August 25, 2019

First published August 24, 2019

 in Mid-day

The spoked wheel

Published on 24th August, 2019, in Mid-day

The spoked wheel is an important symbol in India, especially since the image is an integral part of our national flag. This wheel is considered to be Ashoka’s Dharma Chakra and is associated strongly with Buddhism. Unfortunately, that restricts its magical history, which spreads across Hindu and Jain mythologies also.

But, where did this spoked wheel come from? In the cities of Harappa, we mostly find solid wheels of carts pulled by oxen or donkeys.
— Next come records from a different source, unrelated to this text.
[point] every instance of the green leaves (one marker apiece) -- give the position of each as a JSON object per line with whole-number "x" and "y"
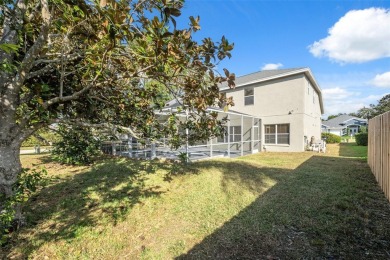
{"x": 9, "y": 48}
{"x": 194, "y": 23}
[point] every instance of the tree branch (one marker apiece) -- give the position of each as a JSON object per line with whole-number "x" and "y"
{"x": 33, "y": 52}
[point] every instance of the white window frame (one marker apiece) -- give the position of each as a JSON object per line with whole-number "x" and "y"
{"x": 277, "y": 134}
{"x": 247, "y": 97}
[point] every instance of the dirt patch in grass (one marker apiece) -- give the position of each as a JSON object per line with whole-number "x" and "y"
{"x": 262, "y": 206}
Evidence for horses and the spoked wheel is relatively sparse.

The first real evidence of chariots with spoked wheels pulled by horses appears around 3,200 years ago in the region we now call Kurdistan, in Turkey. This was where the Mitanni Empire existed. They fought against the Hittites, who lived in the north. The Hittites, in turn, were fighting the Egyptians. During this time, we have the famous king Ramses, whose statues are famous around the world even today. In his murals, we find the spoked wheel for the first time.

It is believed that one branch of people from the Great Steppe moved towards the West and another to the East. Some of them, the eastern branch settled in Iran, some of them moved to India, and maybe a branch went up to the region of Turkey. We can be relatively sure of this because we find clay tablets depicting a treaty signed between the Hittites and the Mitanni, with the first epigraphic evidence of the Vedic god Indra, Varuna, Mitra and the Ashvins.

More tablets in the area refer to the local Mitanni kings having horses, with language associated with horses and wheels, which are again linked to the Vedic civilisation. Thus, we know that approximately 3,200 years ago, the spoked wheel emerged, and it is at the same time that it would have become popular in India, too. It marks the rise of the Vedic civilisation.

In Vedic India, kings or rajas slowly called themselves Chakravarti, the wheel emperors, as their span of control expanded beyond herds and clans, to vast agricultural and pastoral lands along fertile riverbanks of the Ganga. Here, the rim of the wheel represented the boundary of his empire as well as the horizon, where the sky seems to touch the earth, which is circular in shape. The spokes represented the highways that connected the capital city or the king’s palace to the farthest horizon. Thus, it was the representation of the king’s empire, also known as the Raj Mandala. The spoked wheel also represented the wheel of the king’s chariot and the trader’s bullock cart that could go safely without fear to the far corners of the kingdom.

The Jain Agamas speak of Maha Purushas, the Chakravartis who ruled India. The first one was Bharata, son of Rishabha, after whom India is called Bharat-varsha. Buddhism refers to many Chakravartis such as Mandhata, who was so good that neighbouring kings asked him to rule their kingdoms, until ambition made him aspire for Indra’s paradise, and caused his fall.

The most important Buddhist wheel was the Dharma Chakra, the turning of the wheel revealed by the Buddha, which focused not on conquering land, but the mind. Hinduism values the wheel known as Sudarshan Chakra, which Vishnu holds. This represents the wheel of the zodiac, the wheel of earth, the wheel of time, and is a weapon, too. It is also visualised as a deity known as Chakra-purusha. The first image of Vishnu holding a wheel comes from Indo-Greek coins that are 2,000 years old.